Mom and I called hospice. They delivered a hospital bed, so Dad could stay at home, and they sent health aides and a nurse to visit every day to help us with his care.
And yet, when I arrive this morning in early December, my goal is the same as it’s always been: Help Dad begin his day by getting out of bed. Because if he can’t, there’s no going back. The last stage of dying in the hospice handbook will no longer be theoretical. It will be here.
Mom tells me she’s not sure. He seems more tired, more woozy than usual.
I loop my right arm behind Dad’s shoulder and lift, then swing his legs over the side of the bed with my left arm, the way we’ve done for months. I position the walker and, together, we try to stand. His legs buckle. We try again, and they buckle again.
I kneel beside him, my hand on his leg. He doesn’t try to speak. He just looks at me and puts his hand over mine.
“I love you, Pop,” I say.
Then I help him back into bed.
I see my father in the family photo on the bookshelf on the first floor of the condo, next to his books on history and philosophy and poetry.
In the picture, he’s sitting next to Mom and is surrounded by me and my sister, our spouses and our kids. It’s one of the last times we were all together in the old house, before the move. Before Dad got sick.
I spot the photo while hunting around the lower level of the condo for Dad’s old toolbox. It’s the spring of 2021, about four months after we lost Dad. I need the tools because the handle on the condo's front door is broken.
I find the toolbox and carry a pliers and a couple screwdrivers upstairs. Mom is in the kitchen watching me, wondering, I'm sure, if this is a good idea. Given my abilities as a handyman, it’s entirely possible I’ll leave this door in worse shape than I found it.
There’s a reason Dad once gave me a toolbox with little labels on all the tools, like “pointy end down” on the screwdriver and “this end up” on the hammer.
But our options are limited. Dad isn’t here to fix it.

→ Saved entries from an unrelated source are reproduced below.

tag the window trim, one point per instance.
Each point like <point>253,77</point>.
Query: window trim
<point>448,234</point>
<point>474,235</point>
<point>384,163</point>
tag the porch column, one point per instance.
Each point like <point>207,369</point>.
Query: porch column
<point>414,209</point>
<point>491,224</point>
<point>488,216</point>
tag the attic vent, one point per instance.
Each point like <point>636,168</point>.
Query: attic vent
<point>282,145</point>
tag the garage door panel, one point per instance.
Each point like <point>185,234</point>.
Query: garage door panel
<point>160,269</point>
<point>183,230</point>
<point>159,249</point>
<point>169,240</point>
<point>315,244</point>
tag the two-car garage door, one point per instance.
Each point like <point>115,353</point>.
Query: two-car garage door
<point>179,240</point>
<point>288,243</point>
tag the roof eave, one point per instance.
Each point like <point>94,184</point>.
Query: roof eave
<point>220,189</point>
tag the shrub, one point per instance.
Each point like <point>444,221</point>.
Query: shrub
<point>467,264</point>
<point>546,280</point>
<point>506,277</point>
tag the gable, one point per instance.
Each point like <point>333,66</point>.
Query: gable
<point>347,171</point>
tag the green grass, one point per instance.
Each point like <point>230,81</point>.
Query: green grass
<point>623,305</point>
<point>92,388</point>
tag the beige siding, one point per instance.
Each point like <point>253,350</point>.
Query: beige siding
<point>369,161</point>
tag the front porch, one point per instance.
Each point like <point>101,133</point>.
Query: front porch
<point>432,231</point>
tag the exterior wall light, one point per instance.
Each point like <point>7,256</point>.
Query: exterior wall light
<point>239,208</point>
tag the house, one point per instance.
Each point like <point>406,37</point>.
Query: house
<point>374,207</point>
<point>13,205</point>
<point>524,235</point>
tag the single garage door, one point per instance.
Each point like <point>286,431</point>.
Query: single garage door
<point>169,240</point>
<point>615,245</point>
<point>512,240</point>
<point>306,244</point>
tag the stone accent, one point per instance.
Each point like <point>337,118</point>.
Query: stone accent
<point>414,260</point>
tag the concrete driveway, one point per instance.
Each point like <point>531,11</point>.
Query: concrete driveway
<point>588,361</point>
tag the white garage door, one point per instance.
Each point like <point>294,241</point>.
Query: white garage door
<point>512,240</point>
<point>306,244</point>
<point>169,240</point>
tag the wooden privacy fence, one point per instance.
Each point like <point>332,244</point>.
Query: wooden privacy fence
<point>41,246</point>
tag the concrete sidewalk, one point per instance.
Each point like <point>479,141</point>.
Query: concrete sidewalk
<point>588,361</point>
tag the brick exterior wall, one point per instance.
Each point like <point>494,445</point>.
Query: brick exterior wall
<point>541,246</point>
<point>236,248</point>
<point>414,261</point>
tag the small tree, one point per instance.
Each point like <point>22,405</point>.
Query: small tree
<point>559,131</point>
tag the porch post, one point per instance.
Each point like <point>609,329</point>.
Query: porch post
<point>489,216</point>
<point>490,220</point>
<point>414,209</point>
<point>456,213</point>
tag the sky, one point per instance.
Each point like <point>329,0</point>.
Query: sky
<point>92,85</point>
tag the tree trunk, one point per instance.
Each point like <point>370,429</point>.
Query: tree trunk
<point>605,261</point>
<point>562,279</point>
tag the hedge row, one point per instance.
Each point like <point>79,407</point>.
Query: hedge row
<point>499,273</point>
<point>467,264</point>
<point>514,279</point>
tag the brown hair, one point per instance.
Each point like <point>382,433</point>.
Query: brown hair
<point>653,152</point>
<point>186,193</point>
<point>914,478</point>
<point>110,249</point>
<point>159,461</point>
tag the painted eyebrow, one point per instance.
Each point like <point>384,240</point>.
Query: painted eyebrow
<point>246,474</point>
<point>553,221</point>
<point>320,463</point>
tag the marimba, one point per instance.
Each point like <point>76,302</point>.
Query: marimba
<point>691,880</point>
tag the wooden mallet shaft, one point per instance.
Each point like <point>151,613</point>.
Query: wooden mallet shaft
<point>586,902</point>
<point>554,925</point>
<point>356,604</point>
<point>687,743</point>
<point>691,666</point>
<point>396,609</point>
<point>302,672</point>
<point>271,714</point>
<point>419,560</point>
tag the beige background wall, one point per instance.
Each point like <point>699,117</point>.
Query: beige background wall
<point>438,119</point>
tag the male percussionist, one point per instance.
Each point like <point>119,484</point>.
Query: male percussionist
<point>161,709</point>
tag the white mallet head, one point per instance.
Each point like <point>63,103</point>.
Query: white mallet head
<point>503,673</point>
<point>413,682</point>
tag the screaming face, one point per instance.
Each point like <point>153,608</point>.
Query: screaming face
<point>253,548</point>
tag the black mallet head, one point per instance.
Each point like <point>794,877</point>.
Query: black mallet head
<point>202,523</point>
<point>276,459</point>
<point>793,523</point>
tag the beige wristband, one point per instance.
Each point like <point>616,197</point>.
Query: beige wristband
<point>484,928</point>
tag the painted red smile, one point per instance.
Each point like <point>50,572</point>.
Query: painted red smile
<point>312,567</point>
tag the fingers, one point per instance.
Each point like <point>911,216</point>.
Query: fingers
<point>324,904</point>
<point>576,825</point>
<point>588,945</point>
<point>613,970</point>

I Google “door handle parts” on my phone and set out the tools the way Dad did when I was a kid watching him fix clocks or cars or lawn mowers. Everything I need is here, I tell myself.
There’s a way. I just need to find it.
I take apart the door handle and fiddle with the pieces until I spot the culprit: A spring that’s gummed up and locked into place. I loosen it with WD-40, reassemble the parts and reattach them to the door.
Once everything is in place, I push down on the handle. It moves smoothly and the door slides open.
Mom walks over and gives it a try. “Dad would be proud,” she says.
I wipe the grease off my hands with a rag and gather up the tools. Then I carry them back downstairs to the place where Dad left them.